Da Vinci in Krakow

Whatever opinion you may have of art it is no exaggeration to say that Leonardo da Vinci was one of the greatest painters in history especially in terms of influence and the fame that his work attracts hundreds of years after his death.

What may surprise some people is that despite this recognition there are only around a dozen or so of his oil paintings in existence and some of these are either incomplete or their authenticity regularly called in question. There is an even smaller number of cities that are lucky enough to house one of Da Vinci’s paintings and Krakow is blessed with this honour.

The painting in question is called “The Lady with Ermine” and is usually housed in the Czartoryski museum in the Old Town-regarded as one of the oldest private museums in the world. 

The painting was purchased in 1800 by Prince Adam Czartoryski who shipped it off to his mother in Poland who was by that time already starting to build her private collection.

Poland’s turbulent history is mirrored with the history of The Lady with Ermine as the picture has had to be moved several times to escape invading armies. During the Second World War it is perhaps unsurprising that the Nazis had seized possession of the picture.
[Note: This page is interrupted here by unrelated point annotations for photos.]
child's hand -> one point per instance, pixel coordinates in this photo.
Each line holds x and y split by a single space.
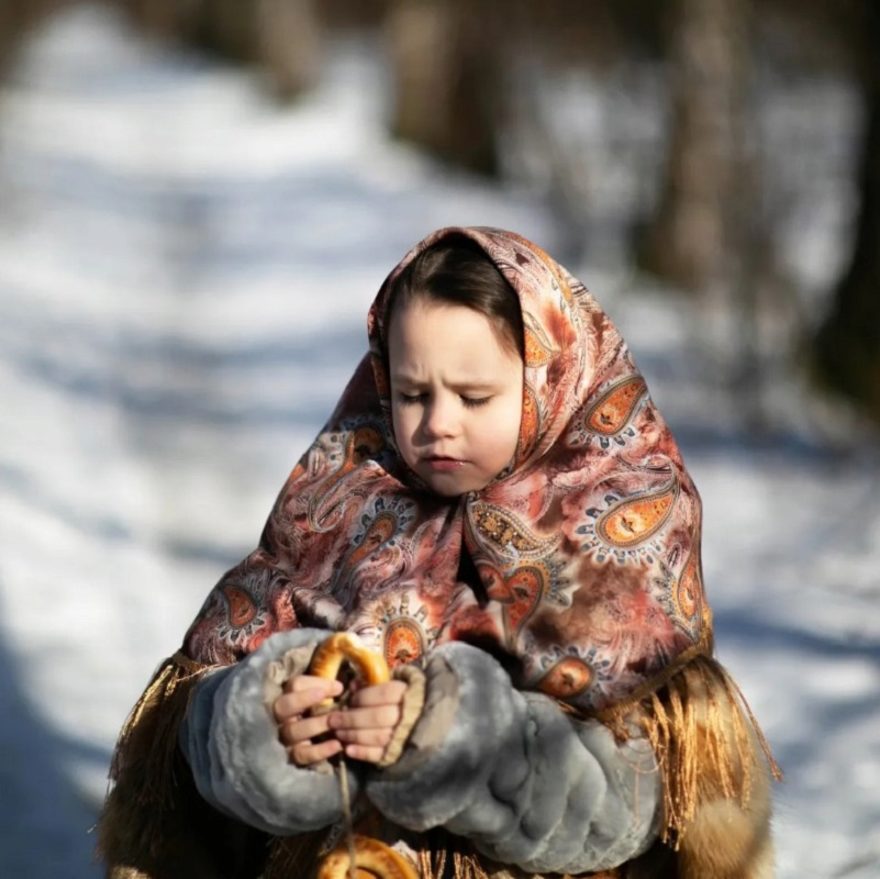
296 732
366 725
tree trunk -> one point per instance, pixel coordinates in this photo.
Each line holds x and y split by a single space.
692 233
848 343
445 64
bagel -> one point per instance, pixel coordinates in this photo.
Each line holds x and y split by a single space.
369 667
373 860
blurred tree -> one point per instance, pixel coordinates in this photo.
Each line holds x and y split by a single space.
16 18
708 179
847 346
281 37
447 84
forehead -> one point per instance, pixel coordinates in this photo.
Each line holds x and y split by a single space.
425 333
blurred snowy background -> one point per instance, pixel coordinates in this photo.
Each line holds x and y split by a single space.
187 252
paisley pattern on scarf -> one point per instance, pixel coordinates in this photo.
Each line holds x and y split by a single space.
580 562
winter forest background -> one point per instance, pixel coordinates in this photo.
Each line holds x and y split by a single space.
198 201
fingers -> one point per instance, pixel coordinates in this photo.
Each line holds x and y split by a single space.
305 753
301 694
295 731
390 693
367 726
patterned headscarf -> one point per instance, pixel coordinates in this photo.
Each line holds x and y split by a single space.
578 566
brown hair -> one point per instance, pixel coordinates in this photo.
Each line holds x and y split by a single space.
457 271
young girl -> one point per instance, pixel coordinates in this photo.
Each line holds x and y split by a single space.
497 507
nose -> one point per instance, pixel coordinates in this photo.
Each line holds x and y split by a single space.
440 419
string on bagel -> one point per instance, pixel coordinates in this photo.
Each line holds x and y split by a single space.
359 856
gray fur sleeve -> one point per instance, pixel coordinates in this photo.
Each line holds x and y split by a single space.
526 783
230 741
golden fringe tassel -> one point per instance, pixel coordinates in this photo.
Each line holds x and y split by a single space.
705 737
133 826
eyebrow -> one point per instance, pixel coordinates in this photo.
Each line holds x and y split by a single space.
477 385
Hans Frank, the governor of Poland, kept the painting in his private accommodation which he had set up within Wawel castle but by the end of the war it had disappeared only to be eventually found at Frank’s summer retreat in Bavaria.

Although Krakow is very popular with tourists it doesn’t have the huge numbers that visit London, Rome, Florence or Paris (cities that also house Da Vinci oil paintings) so the experience of viewing the Lady with Ermine feels more personal without the distraction of hundreds of tourists clamouring to see the same picture.